Quella dell’espansione degli insediamenti è una decisione che ha infastidito molti, non solo tra i palestinesi. Anche Stati Uniti e Unione Europea hanno espresso le loro preoccupazioni e il loro dissenso nei confronti di una sempre più selvaggia colonizzazione nei territori palestinesi da parte di Israele. Un funzionario dell’Amministrazione americana, parlando alla rivista The Atlantic, ha definito Netanyahu «chickenshit» (che tradotto significa più o meno “vigliacco” o “codardo”) e dichiarato che le relazioni tra i due Paesi sono in una profonda crisi, destinata ad acuirsi dopo le elezioni americane di Midterm. La Casa Bianca si è dissociata dalle affermazioni del suo funzionario, e il Presidente israeliano Rueven Rivlin ha ribadito come la politica israeliana debba fondarsi su tre pilastri principali: «I rapporti con gli Usa, i rapporti con gli Usa, e terzo i rapporti con gli Usa».

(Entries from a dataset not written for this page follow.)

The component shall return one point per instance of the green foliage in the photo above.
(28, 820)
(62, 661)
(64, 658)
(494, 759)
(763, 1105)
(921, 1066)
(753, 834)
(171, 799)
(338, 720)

Il premier dello Stato ebraico ha prontamente risposto al funzionario americano, considerando gli attacchi alla sua persona come conseguenza della sua politica di difesa nei confronti di Israele. Inoltre, durante il suo discorso alla Knesset (il parlamento israeliano) ha sentenziato: «Gli inglesi costruiscono a Londra, i francesi a Parigi, noi a Gerusalemme». Un atteggiamento, quello del premier israeliano, che mostra come Israele sia totalmente intenzionato a proseguire la sua campagna di occupazione della città a Gerusalemme Est, iniziata nel 1967 contro ogni risoluzione della comunità internazionale. In tutto Israele ci sono circa mezzo milione di coloni che vivono in 120 insediamenti illegali.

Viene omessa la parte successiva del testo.